CLEVELAND — As students are returning to college campuses in Ohio and around the country, the number of COVID-19 cases among students are rising, disrupting months of planning for a safe return.
Miami University in Southwest Ohio saw a jump of 400 cases in the last week among students and others living off campus, even though in-person classes don’t start for weeks.
Ohio State University, Kent State University, and others are also seeing a rise in cases as students return.
“We are seeing a small spike, an anticipated spike at virtually every campus where students are residing,” Bruce Johnson, President of the Inter-University Council of Ohio, told 3News.

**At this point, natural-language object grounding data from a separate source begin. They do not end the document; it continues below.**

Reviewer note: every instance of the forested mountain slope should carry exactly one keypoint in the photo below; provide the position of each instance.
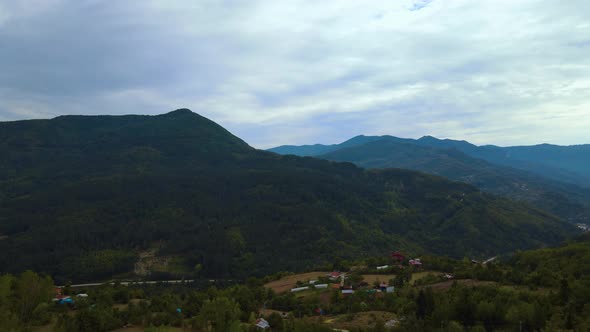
(567, 164)
(567, 201)
(81, 196)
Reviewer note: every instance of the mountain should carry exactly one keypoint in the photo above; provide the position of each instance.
(88, 197)
(465, 162)
(564, 200)
(560, 163)
(319, 149)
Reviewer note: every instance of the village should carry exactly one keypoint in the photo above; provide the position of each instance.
(357, 296)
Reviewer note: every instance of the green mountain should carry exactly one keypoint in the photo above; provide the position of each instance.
(567, 201)
(83, 197)
(567, 164)
(563, 193)
(319, 149)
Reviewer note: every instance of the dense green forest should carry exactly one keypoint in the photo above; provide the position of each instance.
(445, 158)
(82, 198)
(539, 290)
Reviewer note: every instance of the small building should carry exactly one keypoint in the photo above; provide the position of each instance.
(299, 289)
(398, 256)
(415, 262)
(262, 323)
(334, 275)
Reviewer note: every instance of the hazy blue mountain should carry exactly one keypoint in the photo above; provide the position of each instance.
(562, 163)
(82, 196)
(565, 200)
(318, 149)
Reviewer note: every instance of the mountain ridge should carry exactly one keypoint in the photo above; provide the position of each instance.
(75, 191)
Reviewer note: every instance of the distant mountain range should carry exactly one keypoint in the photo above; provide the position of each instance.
(551, 177)
(82, 197)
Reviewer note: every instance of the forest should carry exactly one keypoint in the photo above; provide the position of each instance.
(83, 198)
(538, 290)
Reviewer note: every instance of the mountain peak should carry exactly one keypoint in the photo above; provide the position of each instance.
(180, 112)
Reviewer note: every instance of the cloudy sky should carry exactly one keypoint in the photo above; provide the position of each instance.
(295, 72)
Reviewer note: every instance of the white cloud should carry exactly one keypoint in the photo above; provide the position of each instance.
(490, 71)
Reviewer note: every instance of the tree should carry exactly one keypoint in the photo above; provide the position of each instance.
(30, 290)
(219, 314)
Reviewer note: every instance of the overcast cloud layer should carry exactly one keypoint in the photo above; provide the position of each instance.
(295, 72)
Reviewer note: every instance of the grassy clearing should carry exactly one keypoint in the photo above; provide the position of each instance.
(419, 275)
(358, 320)
(371, 278)
(285, 284)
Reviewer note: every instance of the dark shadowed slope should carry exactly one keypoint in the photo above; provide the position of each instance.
(80, 197)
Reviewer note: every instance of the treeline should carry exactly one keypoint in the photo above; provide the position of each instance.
(505, 295)
(73, 188)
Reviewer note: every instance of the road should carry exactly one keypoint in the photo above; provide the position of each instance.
(127, 283)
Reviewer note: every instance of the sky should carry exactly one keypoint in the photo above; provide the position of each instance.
(300, 72)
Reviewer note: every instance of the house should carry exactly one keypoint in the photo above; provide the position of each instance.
(415, 262)
(398, 256)
(335, 275)
(262, 323)
(299, 289)
(489, 260)
(64, 300)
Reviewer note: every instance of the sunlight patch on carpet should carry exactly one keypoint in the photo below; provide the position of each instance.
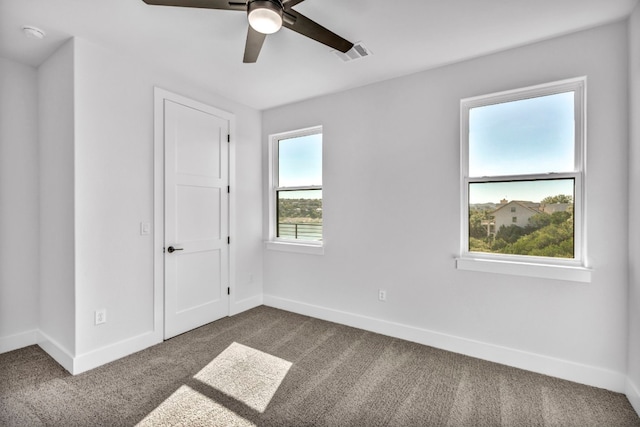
(187, 407)
(246, 374)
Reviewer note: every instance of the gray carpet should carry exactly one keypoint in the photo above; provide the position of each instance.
(268, 367)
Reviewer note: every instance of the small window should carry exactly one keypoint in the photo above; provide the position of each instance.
(296, 190)
(526, 148)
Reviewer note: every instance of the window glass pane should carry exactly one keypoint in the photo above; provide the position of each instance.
(523, 217)
(300, 161)
(300, 215)
(521, 137)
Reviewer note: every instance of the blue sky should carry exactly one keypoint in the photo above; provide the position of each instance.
(300, 163)
(529, 136)
(531, 191)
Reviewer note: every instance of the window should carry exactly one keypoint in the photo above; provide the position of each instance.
(296, 191)
(524, 149)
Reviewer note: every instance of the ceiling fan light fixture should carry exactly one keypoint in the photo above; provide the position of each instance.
(265, 16)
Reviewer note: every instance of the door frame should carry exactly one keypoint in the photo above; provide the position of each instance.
(159, 96)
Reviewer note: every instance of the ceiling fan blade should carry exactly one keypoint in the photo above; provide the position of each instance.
(253, 45)
(305, 26)
(204, 4)
(288, 4)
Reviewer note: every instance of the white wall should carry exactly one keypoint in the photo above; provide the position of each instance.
(95, 185)
(114, 193)
(19, 261)
(633, 385)
(391, 214)
(57, 233)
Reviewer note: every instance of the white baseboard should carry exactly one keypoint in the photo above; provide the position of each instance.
(633, 394)
(111, 352)
(246, 304)
(16, 341)
(559, 368)
(58, 352)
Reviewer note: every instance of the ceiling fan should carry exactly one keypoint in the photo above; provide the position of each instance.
(267, 17)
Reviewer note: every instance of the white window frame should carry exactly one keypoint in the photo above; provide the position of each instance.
(575, 269)
(278, 243)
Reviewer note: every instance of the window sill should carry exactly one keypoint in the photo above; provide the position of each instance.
(545, 271)
(295, 247)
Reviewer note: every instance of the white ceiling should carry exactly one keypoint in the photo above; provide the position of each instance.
(206, 46)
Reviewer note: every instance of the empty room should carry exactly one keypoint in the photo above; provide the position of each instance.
(320, 213)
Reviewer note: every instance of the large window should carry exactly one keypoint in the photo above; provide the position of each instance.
(296, 187)
(523, 175)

The council, which advises and helps coordinate plans among colleges and universities, said schools have plans in place for the spikes.
“Not everyone has exactly the same plan,” Johnson said. “Miami is going to require tests before students come back. Ohio State is doing more testing than some on campus than others.”
The council, following CDC guidelines, isn’t recommending that schools test every student because there is a lack of testing resources. To get around that, the council is researching ways schools can test wastewater from dorms for signs of covid among students.
“Testing is rapidly expanding,” Johnson said. “But it is still not available enough to get everybody tested every day.”
If cases continue to spike, the schools could turn to additional online classes, Johnson said. Kent State has responded to a rise in cases by first limiting groups anywhere on campus to 10 people or less.
“There is really no reason to close,” Johnson said. “The question is will we really do any face-to-face teaching on campus.”
Allowing students to earn diplomas is critical, he said.
“We cannot take a break,” Johnson said. “We cannot fail to graduate 5,000 doctors and nurses this year.”
But he anticipates a decline in the overall numbers.
“Students are going to graduate this year but I wouldn’t be surprised if we had a decline in the total number of graduates, but my hope is 70 to 80 percent of normal.”